A proibição vale para anúncios em rádio, televisão, jornais, revistas e redes sociais. O projeto também proíbe a publicidade indireta, porquê a inserção de produtos ou marcas em programas de televisão e durante transmissões esportivas. Aliás, o texto proíbe a pré-instalação de aplicativos de apostas em aparelhos eletrônicos, porquê celulares, tablets e smart TVs.

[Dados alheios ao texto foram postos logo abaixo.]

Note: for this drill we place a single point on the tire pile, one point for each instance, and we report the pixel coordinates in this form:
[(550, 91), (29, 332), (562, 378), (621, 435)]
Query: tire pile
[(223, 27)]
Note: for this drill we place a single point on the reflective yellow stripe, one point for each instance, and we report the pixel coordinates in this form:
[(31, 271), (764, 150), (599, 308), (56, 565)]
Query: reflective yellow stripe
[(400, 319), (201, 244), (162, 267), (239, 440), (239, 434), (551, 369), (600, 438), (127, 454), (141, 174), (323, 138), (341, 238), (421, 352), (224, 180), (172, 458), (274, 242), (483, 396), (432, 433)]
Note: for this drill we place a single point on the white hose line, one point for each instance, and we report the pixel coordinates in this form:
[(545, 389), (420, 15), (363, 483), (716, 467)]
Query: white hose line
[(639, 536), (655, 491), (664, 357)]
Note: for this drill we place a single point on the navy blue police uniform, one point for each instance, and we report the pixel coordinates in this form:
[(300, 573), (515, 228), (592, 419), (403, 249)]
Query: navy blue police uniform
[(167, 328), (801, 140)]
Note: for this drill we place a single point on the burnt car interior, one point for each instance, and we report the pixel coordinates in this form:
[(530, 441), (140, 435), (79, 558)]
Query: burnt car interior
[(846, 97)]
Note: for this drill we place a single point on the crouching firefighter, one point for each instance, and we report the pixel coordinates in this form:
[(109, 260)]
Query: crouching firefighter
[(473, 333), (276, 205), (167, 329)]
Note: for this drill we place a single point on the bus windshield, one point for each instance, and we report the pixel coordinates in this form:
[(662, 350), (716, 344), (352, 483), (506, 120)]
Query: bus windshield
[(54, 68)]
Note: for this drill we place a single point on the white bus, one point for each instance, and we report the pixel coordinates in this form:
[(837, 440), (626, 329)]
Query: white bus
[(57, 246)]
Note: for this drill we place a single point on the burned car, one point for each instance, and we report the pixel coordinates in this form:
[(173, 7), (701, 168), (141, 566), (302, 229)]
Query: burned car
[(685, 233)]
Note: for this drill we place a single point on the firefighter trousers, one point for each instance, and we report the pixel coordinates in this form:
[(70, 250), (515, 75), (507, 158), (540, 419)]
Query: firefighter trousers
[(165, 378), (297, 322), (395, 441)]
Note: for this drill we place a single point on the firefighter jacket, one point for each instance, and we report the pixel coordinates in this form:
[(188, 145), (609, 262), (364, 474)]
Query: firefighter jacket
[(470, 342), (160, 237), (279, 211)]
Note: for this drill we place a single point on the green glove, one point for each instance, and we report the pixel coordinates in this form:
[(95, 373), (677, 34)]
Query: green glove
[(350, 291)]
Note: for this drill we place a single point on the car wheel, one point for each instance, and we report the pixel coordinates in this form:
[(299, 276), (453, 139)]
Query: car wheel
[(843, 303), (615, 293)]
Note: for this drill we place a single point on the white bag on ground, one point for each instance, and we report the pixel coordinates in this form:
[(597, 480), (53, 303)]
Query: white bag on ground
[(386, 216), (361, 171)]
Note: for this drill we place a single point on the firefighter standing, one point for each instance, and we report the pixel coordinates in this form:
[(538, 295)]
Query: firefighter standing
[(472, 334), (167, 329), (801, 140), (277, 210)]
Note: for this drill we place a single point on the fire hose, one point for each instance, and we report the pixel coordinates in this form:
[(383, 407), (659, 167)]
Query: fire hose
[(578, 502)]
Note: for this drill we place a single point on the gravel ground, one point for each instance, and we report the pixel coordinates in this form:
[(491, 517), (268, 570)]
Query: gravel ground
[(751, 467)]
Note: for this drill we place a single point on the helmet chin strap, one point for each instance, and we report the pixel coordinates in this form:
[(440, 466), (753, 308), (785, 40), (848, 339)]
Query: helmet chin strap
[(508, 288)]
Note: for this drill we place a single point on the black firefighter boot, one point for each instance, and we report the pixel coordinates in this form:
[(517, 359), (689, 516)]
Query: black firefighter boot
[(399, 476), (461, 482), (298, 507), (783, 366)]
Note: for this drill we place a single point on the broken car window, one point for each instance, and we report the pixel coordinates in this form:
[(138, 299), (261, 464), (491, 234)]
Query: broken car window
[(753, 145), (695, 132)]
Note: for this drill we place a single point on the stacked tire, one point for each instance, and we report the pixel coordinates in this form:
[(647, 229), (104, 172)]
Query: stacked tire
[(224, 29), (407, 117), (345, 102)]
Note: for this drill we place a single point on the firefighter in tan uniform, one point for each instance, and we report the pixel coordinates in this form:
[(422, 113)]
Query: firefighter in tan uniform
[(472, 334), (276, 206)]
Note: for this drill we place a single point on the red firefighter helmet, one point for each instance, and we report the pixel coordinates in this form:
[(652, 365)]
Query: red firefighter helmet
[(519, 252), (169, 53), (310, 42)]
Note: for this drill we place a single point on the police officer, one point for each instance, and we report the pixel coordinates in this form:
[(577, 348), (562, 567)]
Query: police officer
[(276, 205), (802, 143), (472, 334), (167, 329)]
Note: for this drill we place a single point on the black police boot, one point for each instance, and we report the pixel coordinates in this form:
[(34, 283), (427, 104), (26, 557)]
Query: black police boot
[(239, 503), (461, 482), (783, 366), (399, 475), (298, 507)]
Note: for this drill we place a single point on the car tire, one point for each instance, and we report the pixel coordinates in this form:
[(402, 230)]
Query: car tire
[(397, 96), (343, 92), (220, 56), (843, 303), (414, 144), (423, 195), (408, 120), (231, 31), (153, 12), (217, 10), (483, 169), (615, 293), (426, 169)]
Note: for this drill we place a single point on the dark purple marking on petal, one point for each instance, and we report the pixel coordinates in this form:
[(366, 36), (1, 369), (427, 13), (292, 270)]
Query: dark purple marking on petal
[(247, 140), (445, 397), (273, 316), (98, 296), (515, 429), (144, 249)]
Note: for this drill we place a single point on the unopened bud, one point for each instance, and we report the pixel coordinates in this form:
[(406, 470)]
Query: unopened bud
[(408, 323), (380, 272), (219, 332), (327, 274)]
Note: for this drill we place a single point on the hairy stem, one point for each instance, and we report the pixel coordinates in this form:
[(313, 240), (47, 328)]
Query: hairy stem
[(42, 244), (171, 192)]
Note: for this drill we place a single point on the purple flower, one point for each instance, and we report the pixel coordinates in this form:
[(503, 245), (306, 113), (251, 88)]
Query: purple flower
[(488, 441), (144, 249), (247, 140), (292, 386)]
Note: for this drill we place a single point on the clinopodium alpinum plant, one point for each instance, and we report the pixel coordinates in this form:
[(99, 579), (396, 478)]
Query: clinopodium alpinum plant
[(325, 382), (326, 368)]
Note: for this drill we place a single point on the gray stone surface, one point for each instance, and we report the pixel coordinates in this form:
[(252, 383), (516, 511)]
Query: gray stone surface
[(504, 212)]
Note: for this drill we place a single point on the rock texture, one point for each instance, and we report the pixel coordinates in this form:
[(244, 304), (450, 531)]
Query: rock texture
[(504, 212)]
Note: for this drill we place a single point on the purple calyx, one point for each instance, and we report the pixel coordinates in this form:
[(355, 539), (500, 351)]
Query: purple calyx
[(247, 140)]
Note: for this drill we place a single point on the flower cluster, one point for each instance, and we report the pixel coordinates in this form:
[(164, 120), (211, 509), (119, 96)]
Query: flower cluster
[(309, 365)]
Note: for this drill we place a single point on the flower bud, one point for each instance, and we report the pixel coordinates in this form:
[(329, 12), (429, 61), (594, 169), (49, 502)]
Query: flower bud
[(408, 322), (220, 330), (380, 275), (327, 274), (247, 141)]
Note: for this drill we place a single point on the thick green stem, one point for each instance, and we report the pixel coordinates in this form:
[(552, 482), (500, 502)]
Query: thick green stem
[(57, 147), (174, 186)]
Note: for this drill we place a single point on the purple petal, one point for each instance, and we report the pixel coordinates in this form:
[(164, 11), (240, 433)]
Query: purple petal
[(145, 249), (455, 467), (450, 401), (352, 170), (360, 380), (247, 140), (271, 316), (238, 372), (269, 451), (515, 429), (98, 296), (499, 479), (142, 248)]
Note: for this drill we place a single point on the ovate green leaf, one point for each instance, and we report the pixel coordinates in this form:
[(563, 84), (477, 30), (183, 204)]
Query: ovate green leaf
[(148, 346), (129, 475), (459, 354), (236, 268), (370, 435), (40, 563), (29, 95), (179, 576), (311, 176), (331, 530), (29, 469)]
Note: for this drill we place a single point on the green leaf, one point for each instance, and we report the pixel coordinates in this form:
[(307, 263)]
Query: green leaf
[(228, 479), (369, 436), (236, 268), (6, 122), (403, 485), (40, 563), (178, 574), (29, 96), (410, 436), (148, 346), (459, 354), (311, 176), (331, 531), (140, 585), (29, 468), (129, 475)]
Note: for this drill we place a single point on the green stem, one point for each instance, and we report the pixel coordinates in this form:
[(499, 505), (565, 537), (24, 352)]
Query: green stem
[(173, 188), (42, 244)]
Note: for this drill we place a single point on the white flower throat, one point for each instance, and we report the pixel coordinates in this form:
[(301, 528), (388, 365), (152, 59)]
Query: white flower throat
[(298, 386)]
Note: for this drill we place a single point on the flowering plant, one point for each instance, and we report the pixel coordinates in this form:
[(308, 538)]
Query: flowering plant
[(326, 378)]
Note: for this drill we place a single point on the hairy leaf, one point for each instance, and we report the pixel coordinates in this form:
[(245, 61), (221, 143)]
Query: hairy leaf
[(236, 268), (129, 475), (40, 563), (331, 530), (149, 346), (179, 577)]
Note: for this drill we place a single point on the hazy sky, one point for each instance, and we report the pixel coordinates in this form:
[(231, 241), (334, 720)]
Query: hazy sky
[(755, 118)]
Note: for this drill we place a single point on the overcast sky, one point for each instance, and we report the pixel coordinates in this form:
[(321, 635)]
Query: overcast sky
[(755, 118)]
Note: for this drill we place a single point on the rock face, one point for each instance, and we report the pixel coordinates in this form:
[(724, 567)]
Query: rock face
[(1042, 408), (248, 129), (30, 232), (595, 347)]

A nível institucional e desportivo, a medida proíbe o patrocínio de eventos de qualquer natureza, sejam eles desportivos, cívicos ou culturais. A restrição se estende a patrocínios destinados a clubes, entidades, empresas ou qualquer instituição, seja pública ou privada. A proibição vale tanto para pessoas físicas quanto jurídicas.
Sanções planejadas
O projeto estipula penalidades rigorosas para o descumprimento das regras. As sanções incluem repreensões e multas que variam entre R$ 5 milénio e R$ 10 milhões. O valor da sanção pecuniária será calculado com base na capacidade económica do infrator e na frequência da infração.
Além da multa, as operadoras que infringirem a lei poderão tolerar sanções administrativas, porquê a suspensão ou revogação da autorização para operar apostas de quota fixa. O texto prevê que essas sanções poderão ser aplicadas cumulativamente.
Procedimento e concórdia político
Segundo o presidente da CCT, senador Flávio Arns (PSB-PR), a aprovação do texto nesta quarta faz secção de um concórdia firmado com os parlamentares da CCJ. O objetivo é que a proposta se some a outros projetos de lei sobre o mesmo tema que já tramitam naquela percentagem.
Flávio Arns destacou que o tema foi amplamente discutido na percentagem em dezembro e que, em seguida a unificação dos textos na CCJ, será sugerido ao presidente da percentagem, senador Otto Alencar, a geração de um grupo específico para debater o tema por meio de audiências.
A relatora Damares Alves detalhou os próximos passos legislativos. “Na CCJ eles vão reunir todos os projetos que estão tramitando sobre o mesmo tema e me parece que vão gerar um substituto para todos eles, inclusive o meu, que será adicionado lá, e depois atenderá às demandas dos clubes. explicou o senador.